İlk uzun metrajı Un 32 Août Sur Terre’den sonra Incendies (İçimdeki Yangın) adını verdiği filmiyle Oscar’a aday olarak tüm dünyanın ilgisini çeken Kanadalı Denis Villeneuve, bu sayede Hollywood’a geçiş yapan yönetmenlerden. 2013 yılında peş peşe çektiği Prisoners (Tutsak) ve Enemy (Düşman) isimli yapımlarıyla kendine has bir sinema dili oluşturma konusunda emin adımlarla ilerleyen Villeneuve bu yıl, beklenmedik bir film ile çıkageldi: Sicario.
Emily Blunt’lı, Benicio Del Toro’lu, Josh Brolin’li kadrosuyla heyecanla beklenen film Cannes’da eleştiri yağmuruna tutulunca sevenlerinin merakı ikiye katlandı. Çünkü Sicario hakkında söylenenler, yönetmenin alışageldiğimiz tarzından uzaklaştığı ve ticari kaygılarla film çektiği yönündeydi. Peki, gerçekten öyle mi?

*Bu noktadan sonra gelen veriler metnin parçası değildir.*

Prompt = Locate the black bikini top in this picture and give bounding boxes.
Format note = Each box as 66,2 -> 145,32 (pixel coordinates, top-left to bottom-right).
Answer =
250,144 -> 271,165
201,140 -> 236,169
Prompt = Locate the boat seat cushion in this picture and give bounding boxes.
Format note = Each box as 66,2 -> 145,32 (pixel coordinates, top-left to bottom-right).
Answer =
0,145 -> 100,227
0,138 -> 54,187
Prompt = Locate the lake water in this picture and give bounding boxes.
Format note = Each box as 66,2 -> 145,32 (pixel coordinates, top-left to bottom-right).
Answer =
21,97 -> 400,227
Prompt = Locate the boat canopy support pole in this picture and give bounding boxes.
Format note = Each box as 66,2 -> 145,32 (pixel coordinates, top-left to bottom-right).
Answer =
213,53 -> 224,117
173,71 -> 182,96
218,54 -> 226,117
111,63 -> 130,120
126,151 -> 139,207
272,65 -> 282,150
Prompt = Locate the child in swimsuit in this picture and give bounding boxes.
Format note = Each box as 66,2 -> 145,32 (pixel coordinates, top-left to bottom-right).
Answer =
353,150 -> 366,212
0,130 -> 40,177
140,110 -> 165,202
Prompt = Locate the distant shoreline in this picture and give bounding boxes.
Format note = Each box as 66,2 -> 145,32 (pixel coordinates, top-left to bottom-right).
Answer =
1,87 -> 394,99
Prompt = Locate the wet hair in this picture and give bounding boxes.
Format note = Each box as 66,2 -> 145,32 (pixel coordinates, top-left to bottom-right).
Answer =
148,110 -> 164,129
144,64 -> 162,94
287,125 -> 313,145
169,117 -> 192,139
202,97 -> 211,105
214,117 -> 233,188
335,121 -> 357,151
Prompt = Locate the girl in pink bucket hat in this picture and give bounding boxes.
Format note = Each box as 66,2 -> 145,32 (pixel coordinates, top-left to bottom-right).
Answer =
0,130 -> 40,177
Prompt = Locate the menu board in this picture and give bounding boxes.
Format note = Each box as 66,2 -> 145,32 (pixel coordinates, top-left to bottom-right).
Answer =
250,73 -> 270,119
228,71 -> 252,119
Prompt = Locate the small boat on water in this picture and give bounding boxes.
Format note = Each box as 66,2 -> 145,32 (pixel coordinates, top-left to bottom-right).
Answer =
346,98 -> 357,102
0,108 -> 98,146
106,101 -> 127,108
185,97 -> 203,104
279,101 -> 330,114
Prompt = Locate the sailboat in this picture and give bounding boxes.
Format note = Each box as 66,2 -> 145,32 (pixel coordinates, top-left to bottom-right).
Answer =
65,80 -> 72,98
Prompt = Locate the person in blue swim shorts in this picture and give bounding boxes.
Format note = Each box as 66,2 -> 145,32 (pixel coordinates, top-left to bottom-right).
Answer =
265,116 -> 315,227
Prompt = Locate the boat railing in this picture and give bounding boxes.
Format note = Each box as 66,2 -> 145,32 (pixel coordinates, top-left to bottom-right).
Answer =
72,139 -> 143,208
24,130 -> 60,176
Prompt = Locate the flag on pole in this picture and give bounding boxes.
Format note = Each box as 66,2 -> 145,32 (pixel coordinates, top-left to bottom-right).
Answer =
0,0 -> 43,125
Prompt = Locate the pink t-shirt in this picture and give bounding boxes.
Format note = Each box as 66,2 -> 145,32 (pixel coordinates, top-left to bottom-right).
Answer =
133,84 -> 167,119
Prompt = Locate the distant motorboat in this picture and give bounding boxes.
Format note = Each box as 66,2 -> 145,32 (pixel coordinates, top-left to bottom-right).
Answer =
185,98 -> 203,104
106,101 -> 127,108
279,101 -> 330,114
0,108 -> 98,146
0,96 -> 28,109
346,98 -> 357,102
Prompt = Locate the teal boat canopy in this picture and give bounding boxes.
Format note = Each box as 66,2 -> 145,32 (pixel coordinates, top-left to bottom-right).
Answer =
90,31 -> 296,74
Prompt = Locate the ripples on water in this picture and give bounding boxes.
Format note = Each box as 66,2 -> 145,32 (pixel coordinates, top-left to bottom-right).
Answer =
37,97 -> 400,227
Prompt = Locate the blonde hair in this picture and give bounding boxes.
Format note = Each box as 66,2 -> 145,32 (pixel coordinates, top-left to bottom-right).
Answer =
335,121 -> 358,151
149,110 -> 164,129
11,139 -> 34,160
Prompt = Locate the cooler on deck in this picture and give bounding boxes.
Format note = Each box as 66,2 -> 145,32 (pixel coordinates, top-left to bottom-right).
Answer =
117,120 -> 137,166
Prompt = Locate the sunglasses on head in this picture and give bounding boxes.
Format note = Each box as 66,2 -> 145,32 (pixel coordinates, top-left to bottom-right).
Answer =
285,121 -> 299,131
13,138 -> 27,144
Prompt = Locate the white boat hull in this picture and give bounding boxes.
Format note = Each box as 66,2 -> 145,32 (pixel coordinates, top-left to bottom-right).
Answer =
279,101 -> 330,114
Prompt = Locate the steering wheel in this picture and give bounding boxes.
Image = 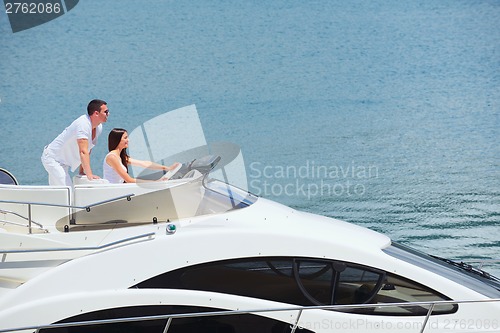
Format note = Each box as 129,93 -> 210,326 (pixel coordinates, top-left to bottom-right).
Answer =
161,163 -> 183,180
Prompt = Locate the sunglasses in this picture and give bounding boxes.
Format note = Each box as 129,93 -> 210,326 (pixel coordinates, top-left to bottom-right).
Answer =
102,109 -> 109,115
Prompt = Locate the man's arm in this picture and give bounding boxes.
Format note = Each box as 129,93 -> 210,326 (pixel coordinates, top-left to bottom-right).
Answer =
77,138 -> 100,180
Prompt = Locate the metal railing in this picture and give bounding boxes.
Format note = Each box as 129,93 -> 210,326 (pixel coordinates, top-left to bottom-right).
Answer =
0,232 -> 155,255
0,298 -> 498,333
0,194 -> 134,233
0,208 -> 46,232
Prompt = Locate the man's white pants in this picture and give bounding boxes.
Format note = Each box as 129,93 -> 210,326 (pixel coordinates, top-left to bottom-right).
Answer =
41,147 -> 72,186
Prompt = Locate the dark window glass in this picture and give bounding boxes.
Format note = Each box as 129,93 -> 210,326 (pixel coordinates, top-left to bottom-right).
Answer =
294,260 -> 384,307
40,305 -> 312,333
373,274 -> 457,316
135,257 -> 457,316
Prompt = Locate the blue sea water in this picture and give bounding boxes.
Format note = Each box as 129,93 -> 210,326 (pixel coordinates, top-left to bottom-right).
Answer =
0,1 -> 499,273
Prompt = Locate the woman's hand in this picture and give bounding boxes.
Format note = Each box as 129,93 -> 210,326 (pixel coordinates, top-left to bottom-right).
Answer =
167,162 -> 181,170
160,162 -> 182,181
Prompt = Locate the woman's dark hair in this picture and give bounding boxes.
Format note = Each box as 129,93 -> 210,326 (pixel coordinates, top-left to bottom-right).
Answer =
108,128 -> 129,172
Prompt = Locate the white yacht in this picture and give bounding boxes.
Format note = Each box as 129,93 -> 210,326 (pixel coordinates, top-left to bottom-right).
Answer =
0,107 -> 499,333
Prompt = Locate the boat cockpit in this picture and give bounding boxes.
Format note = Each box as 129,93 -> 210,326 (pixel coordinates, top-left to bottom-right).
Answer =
0,155 -> 257,234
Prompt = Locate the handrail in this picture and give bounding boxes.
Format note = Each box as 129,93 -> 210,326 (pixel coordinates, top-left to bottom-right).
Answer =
0,232 -> 155,255
1,298 -> 498,333
419,303 -> 435,333
0,208 -> 45,230
0,194 -> 135,233
0,193 -> 135,211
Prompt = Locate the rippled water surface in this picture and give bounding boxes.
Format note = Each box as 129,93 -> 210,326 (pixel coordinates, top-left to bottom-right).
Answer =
0,1 -> 499,273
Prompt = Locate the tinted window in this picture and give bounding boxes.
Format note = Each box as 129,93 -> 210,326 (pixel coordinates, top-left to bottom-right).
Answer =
41,305 -> 312,333
293,260 -> 384,306
135,257 -> 457,316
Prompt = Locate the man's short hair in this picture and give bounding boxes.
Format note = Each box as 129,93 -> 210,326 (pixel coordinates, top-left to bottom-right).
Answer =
87,99 -> 107,115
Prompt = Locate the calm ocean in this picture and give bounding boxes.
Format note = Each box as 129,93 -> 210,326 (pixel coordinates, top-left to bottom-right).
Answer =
1,1 -> 499,273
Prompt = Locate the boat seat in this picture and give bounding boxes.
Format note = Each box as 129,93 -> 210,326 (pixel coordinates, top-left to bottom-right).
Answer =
0,168 -> 18,185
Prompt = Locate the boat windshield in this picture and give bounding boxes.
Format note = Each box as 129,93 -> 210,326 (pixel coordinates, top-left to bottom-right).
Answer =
63,175 -> 257,228
200,177 -> 258,213
383,242 -> 500,298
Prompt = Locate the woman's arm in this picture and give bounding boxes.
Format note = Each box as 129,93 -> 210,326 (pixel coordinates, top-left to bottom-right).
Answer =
128,158 -> 179,171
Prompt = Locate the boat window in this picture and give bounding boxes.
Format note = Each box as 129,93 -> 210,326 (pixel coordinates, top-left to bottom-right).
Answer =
39,305 -> 313,333
293,259 -> 384,306
134,257 -> 457,316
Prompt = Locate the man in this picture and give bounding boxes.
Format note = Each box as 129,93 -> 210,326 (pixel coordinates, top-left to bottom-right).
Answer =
41,99 -> 109,186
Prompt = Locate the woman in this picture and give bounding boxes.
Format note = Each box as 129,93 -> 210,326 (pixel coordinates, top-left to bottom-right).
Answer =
103,128 -> 180,183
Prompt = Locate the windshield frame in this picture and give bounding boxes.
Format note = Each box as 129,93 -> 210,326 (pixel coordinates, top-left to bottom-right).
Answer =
383,242 -> 500,298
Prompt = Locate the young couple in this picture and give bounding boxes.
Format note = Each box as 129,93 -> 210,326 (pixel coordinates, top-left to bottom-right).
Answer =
42,99 -> 179,186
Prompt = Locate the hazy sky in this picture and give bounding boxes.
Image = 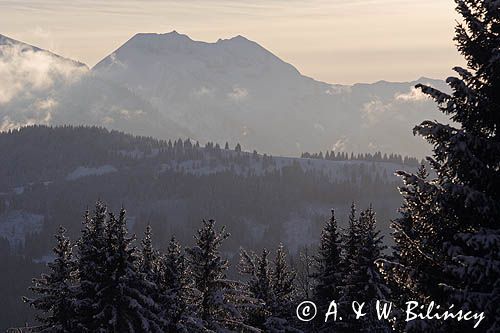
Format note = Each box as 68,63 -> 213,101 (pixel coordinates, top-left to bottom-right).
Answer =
0,0 -> 463,84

Denis Villeneuve’ün filmografisine baktığımızda genel hatlarıyla, felsefeyle harmanlanmış güçlü metaforlardan beslenen katmanlı hikâyelerin ön planda yer aldığını görmek mümkündür. Bilhassa Jake Gyllenhaal’ın başrolünde yer aldığı Enemy ve hafızalarımıza kazınan Incendies gibi filmlerinde bu üslup başat rol oynar. Sicario ise, yönetmenin klasik anlatımından epeyce uzak bir noktada bulunsa da, muhafazakâr eleştirmen bakış açısının azizliğine uğramanın talihsizliğini yaşıyor. Sinema gibi var olan tüm disiplinlerden beslenmeyi başarabilen çok yönlü bir sanat dalının, dar kalıplar içerisinde değerlendirilmesini bir kenara koyalım, sinema yapanların bu denli aynı üslubu devam ettirmek zorunda bırakılmalarını, aksi takdirde eleştirmenlerin gazabına uğramalarını yanlış buluyorum. Ticari, sanat ya da her ne kaygı veyahut istemle çekilmiş olursa olsun; bir film seyircisini sinema salonundan memnun gönderebiliyorsa başarılı olmuş demektir.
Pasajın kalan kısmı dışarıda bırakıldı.